Guatemala, 26 feb (EFE).- Miles de guatemaltecos invocaron a la fe este Miércoles de Ceniza para comenzar la Cuaresma de la religión católica, con el fin de “reflexionar”, “arrepentirse” y “frenar la violencia” de un país que solo el año pasado sufrió un promedio de 10 homicidios al día.

La jornada de rezo y “cercanía a Jesús”, como dijo Antonio, uno de los feligreses a la salida de la iglesia de San Juan Sacatepéquez, en el departamento central de Guatemala, comenzó apenas unos minutos después del amanecer.

Antonio, un agricultor de 25 años, que acudió con su esposa e hija a la misa madrugadora, comentó a Efe que el Miércoles de Ceniza es “determinante” para la “conversión” y “seguir el legado de Jesucristo”.

Aseguró que rezó para pedir el “fin a tanta violencia en el país”, pues pese a que ha disminuido por lo que ha podido ver en los noticieros, aún es un mal que aqueja a la población en todo el territorio nacional y San Juan Sacatepéquez no es la excepción.

Solo el año pasado, el municipio, con un 90 por ciento de población indígena maya de la etnia kaqchikel, sumó una media de 25 homicidios por cada 100.000 habitantes.

A nivel nacional, la media por cada 100.000 habitantes fue de 21 homicidios, que, en números absolutos, sumaron 3.578 en total, un ocho por ciento menos que los registrados en 2018, según datos de la Policía Nacional Civil.

LA CONVERSIÓN

Vista del parque de San Juan Sacatepéquez (Guatemala), después de la primera misa del Miércoles de Ceniza. EFE/Esteban Biba

Otra feligrés, Mónica López, de 17 años de edad, se levantó más temprano este miércoles para llegar temprano a la misa inaugural de las cinco en total que se celebran en San Juan Sacatepéquez, antes de llegar al colegio donde estudia el diversificado (educación media).

Contó que durante estos 40 días previos a la conmemoración de la muerte y resurrección de Jesús, en la comunidad hacen “viacrucis” por las calles, tal como lo realizaron alrededor del centro de San Juan un grupo de hombres de traje y mujeres kaqchikeles ataviadas con el tradicional tutuy, una trenza del cabello entrelazada con una cinta de tela típica.

“Estamos pidiendo para cumplir con los propósitos de la Cuaresma, para que haya paz”, enfatizó López.

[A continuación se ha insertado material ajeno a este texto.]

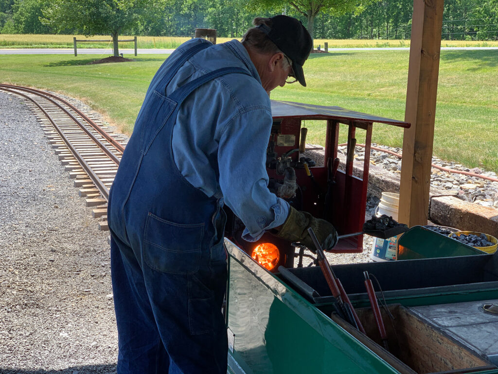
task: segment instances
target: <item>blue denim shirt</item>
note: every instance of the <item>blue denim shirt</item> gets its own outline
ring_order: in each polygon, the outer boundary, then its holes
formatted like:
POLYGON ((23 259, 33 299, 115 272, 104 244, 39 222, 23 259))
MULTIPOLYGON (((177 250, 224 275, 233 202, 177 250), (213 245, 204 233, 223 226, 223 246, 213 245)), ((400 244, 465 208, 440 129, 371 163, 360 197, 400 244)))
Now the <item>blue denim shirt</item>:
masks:
MULTIPOLYGON (((166 64, 205 42, 194 39, 184 43, 166 64)), ((267 188, 265 163, 271 110, 247 51, 237 40, 204 49, 180 69, 166 94, 207 72, 234 66, 247 70, 248 75, 222 76, 184 101, 173 128, 173 154, 186 180, 208 196, 224 201, 246 225, 243 237, 252 241, 283 223, 289 204, 267 188)))

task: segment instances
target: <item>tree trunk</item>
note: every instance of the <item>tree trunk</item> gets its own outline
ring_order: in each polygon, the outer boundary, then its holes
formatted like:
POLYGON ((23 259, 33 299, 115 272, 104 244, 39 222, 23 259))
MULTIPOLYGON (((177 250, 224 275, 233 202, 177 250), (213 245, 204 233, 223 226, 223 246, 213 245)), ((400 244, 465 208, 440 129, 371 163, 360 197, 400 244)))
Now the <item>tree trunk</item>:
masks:
POLYGON ((119 33, 118 31, 116 32, 113 32, 111 34, 111 36, 113 37, 113 50, 114 52, 114 57, 117 57, 120 55, 120 51, 118 48, 118 36, 119 33))
POLYGON ((313 41, 315 39, 315 16, 313 15, 313 12, 311 10, 310 10, 308 12, 308 32, 310 33, 310 35, 311 35, 311 49, 312 50, 315 49, 314 44, 313 43, 313 41))

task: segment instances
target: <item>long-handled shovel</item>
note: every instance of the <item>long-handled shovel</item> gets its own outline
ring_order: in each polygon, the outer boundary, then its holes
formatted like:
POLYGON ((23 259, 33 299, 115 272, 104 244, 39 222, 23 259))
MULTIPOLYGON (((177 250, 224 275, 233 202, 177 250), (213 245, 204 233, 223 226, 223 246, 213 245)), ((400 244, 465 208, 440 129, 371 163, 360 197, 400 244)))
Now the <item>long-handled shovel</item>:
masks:
POLYGON ((320 269, 322 269, 322 272, 323 273, 323 275, 325 277, 327 284, 332 293, 332 295, 337 301, 337 304, 344 315, 343 316, 349 320, 353 326, 365 334, 365 330, 363 328, 363 326, 355 311, 355 308, 353 307, 353 304, 351 304, 349 298, 348 297, 348 294, 344 290, 341 281, 336 276, 334 271, 330 267, 330 264, 323 253, 322 246, 318 242, 318 239, 317 239, 313 229, 309 227, 308 229, 308 232, 309 233, 310 236, 313 240, 315 246, 316 247, 318 264, 320 265, 320 269))

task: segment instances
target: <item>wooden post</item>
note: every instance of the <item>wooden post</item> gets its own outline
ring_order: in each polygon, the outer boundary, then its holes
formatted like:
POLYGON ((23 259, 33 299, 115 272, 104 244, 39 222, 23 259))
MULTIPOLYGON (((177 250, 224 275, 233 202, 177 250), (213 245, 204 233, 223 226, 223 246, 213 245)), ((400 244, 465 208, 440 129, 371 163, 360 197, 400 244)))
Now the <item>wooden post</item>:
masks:
POLYGON ((414 0, 398 220, 426 225, 431 182, 443 0, 414 0))

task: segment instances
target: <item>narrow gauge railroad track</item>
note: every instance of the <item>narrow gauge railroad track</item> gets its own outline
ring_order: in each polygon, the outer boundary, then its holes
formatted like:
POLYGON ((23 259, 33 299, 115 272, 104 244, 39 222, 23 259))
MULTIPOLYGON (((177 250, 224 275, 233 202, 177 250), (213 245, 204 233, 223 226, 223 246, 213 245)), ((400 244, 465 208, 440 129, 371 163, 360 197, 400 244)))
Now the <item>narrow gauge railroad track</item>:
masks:
POLYGON ((118 137, 63 99, 44 91, 0 84, 0 91, 24 100, 34 113, 55 154, 74 179, 80 196, 99 228, 109 229, 107 202, 124 147, 118 137))

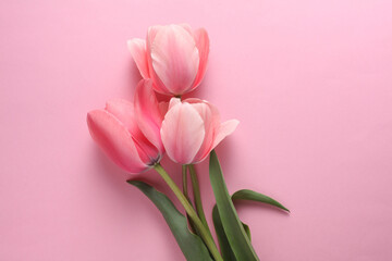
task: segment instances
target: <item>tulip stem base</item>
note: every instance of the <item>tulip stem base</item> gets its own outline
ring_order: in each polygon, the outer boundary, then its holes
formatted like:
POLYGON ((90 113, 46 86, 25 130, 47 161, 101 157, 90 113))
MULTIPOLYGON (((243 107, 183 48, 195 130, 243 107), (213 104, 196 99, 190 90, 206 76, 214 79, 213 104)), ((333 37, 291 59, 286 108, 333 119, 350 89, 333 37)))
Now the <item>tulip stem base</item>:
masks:
POLYGON ((171 190, 177 197, 181 204, 184 207, 186 213, 189 215, 189 217, 194 222, 197 231, 200 233, 200 236, 201 236, 203 240, 205 241, 207 248, 209 249, 210 253, 212 254, 213 259, 217 261, 223 261, 210 233, 205 227, 205 225, 198 217, 196 211, 191 206, 189 201, 184 196, 184 194, 181 191, 181 189, 177 187, 177 185, 174 183, 174 181, 169 176, 169 174, 164 171, 164 169, 161 166, 161 164, 157 163, 154 166, 154 169, 159 173, 159 175, 163 178, 163 181, 168 184, 168 186, 171 188, 171 190))
POLYGON ((193 194, 194 194, 194 200, 195 200, 197 214, 200 217, 201 223, 204 224, 204 226, 208 231, 209 235, 212 237, 210 228, 209 228, 207 220, 206 220, 206 214, 205 214, 204 209, 203 209, 203 202, 201 202, 201 196, 200 196, 200 186, 199 186, 197 173, 196 173, 196 170, 195 170, 195 165, 189 164, 188 169, 189 169, 189 173, 191 173, 192 188, 193 188, 193 194))

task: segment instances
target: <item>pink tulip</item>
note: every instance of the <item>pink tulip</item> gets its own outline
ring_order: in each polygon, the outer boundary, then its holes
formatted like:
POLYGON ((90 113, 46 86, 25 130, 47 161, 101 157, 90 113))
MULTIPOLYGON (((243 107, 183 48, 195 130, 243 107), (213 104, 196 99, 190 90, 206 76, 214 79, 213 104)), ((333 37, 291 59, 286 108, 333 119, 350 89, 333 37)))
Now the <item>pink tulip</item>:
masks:
POLYGON ((160 138, 163 115, 151 84, 147 79, 139 82, 134 103, 111 100, 105 110, 87 114, 93 139, 111 160, 130 173, 150 169, 164 152, 160 138))
POLYGON ((154 89, 181 96, 195 89, 207 67, 209 39, 204 28, 189 25, 157 25, 148 28, 147 40, 128 40, 128 49, 144 78, 154 89))
POLYGON ((191 164, 206 159, 237 125, 236 120, 220 123, 217 108, 207 101, 172 98, 160 133, 169 158, 191 164))

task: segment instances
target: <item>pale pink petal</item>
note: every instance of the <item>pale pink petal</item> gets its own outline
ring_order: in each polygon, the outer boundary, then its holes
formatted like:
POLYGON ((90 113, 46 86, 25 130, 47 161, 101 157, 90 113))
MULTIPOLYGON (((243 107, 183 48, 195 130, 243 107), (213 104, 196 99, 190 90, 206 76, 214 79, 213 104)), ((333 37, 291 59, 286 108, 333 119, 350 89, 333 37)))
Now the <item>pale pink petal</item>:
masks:
POLYGON ((156 91, 158 91, 159 94, 163 94, 163 95, 168 95, 169 90, 168 88, 163 85, 163 83, 160 80, 160 78, 158 77, 158 75, 156 74, 156 72, 154 71, 152 67, 152 60, 151 60, 151 45, 152 41, 155 39, 155 37, 157 36, 158 32, 161 30, 164 26, 162 25, 155 25, 155 26, 150 26, 148 28, 148 33, 147 33, 147 61, 148 61, 148 73, 150 78, 154 82, 154 89, 156 91))
POLYGON ((181 99, 180 98, 171 98, 170 102, 169 102, 169 110, 172 109, 174 105, 181 104, 181 99))
POLYGON ((200 115, 189 103, 179 103, 166 114, 161 137, 170 159, 189 164, 200 149, 205 126, 200 115))
POLYGON ((199 53, 194 38, 179 25, 161 28, 151 42, 152 69, 173 95, 187 92, 196 78, 199 53))
POLYGON ((135 90, 135 114, 142 133, 162 153, 164 149, 160 138, 160 127, 163 117, 151 85, 152 82, 148 79, 142 79, 137 84, 135 90))
POLYGON ((119 166, 131 173, 139 173, 148 167, 140 160, 126 127, 111 113, 91 111, 87 114, 87 124, 93 139, 119 166))
POLYGON ((127 41, 127 46, 142 77, 149 78, 146 40, 134 38, 127 41))
POLYGON ((196 29, 194 33, 194 38, 196 41, 196 47, 199 51, 200 61, 192 89, 196 88, 201 83, 206 74, 209 54, 209 38, 207 32, 204 28, 196 29))
POLYGON ((169 110, 169 102, 168 101, 160 101, 159 102, 159 111, 161 112, 162 119, 167 114, 169 110))
POLYGON ((217 147, 220 144, 220 141, 222 141, 226 136, 231 135, 238 126, 238 124, 240 122, 237 120, 230 120, 222 123, 213 140, 212 149, 217 147))
POLYGON ((189 102, 198 111, 205 123, 206 137, 194 159, 194 162, 197 163, 206 159, 212 150, 213 140, 220 126, 220 115, 218 109, 205 100, 189 98, 184 102, 189 102))
POLYGON ((183 27, 184 29, 186 29, 187 33, 189 33, 189 35, 193 35, 193 29, 191 27, 191 25, 188 24, 179 24, 181 27, 183 27))
POLYGON ((158 149, 144 136, 137 125, 132 102, 122 99, 110 100, 105 110, 113 114, 128 129, 144 162, 155 162, 159 159, 158 149))

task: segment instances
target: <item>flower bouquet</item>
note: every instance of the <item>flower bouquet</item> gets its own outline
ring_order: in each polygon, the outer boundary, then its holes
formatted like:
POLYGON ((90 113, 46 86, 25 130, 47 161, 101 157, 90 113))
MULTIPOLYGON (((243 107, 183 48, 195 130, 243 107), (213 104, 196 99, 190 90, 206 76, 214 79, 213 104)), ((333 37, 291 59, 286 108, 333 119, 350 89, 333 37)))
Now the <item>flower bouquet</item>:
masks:
POLYGON ((147 39, 132 39, 128 49, 143 79, 133 102, 110 100, 103 110, 87 114, 93 139, 125 171, 138 174, 154 169, 185 209, 184 216, 162 192, 144 182, 127 183, 140 189, 159 209, 186 260, 259 260, 248 225, 241 222, 237 200, 253 200, 289 211, 270 197, 243 189, 230 195, 215 148, 238 121, 221 122, 218 109, 197 98, 182 99, 203 80, 209 54, 209 38, 203 28, 186 24, 151 26, 147 39), (172 97, 158 101, 156 92, 172 97), (160 161, 164 153, 182 165, 182 189, 160 161), (216 197, 212 221, 218 244, 204 212, 195 164, 209 156, 209 176, 216 197), (189 174, 189 175, 188 175, 189 174), (193 200, 187 188, 191 177, 193 200))

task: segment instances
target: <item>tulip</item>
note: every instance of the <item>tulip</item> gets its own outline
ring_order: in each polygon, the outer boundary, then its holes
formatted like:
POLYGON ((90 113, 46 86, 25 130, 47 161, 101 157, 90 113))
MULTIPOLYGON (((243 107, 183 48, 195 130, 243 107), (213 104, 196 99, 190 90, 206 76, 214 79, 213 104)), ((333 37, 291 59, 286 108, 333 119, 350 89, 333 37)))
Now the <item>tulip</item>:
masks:
POLYGON ((184 95, 204 78, 209 53, 204 28, 193 30, 185 24, 151 26, 147 40, 134 38, 127 45, 142 76, 151 78, 160 94, 184 95))
POLYGON ((172 98, 160 133, 171 160, 193 164, 205 160, 237 125, 237 120, 220 123, 217 108, 207 101, 172 98))
POLYGON ((160 138, 163 115, 151 84, 146 79, 139 82, 134 103, 111 100, 105 110, 87 114, 93 139, 114 163, 130 173, 152 167, 164 152, 160 138))

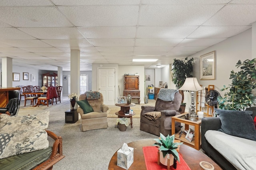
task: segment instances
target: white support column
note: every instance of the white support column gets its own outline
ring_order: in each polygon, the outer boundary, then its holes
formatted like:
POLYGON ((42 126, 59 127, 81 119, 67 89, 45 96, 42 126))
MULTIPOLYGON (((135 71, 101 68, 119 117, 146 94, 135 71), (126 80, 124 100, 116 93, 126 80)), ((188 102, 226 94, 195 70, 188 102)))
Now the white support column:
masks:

Cientos de fieles, en su mayoría mujeres y niños indígenas mayas kaqchikeles, acudieron a la primera misa en el pueblo, que está a unos 25 kilómetros de distancia de Ciudad de Guatemala, para ser marcados en la frente con la ceniza de las palmas calcinadas del Domingo de Ramos del año pasado.

REZAR A SUS ADENTROS

Devotos católicos del municipio indígena Kaqchikel de San Juan Sacatépequez (Guatemala), acuden a misa para que se les imponga la cruz de ceniza este Miércoles de Ceniza a. EFE/Esteban Biba

Durante la homilía, el párroco habló de la humildad, de la necesidad de interiorizar los rezos, los actos de penitencia y evitar “lucirse”, pues “el verdadero cambio” está dentro de cada quien.

La ceniza con la que el cura marcó la frente de los creyentes, mientras los devotos regresaban a orar con la mirada cabizbaja, está hecha de las palmas del anterior Domingo de Ramos, que es guardada hasta el Miércoles de Ceniza.

A las afueras, en el parque, decenas de personas realizaban sus actividades de rutina con la cruz sobre la frente: venta de flores, verduras frescas, animales de corral y comida típica, lustre de zapatos y venta de periódicos.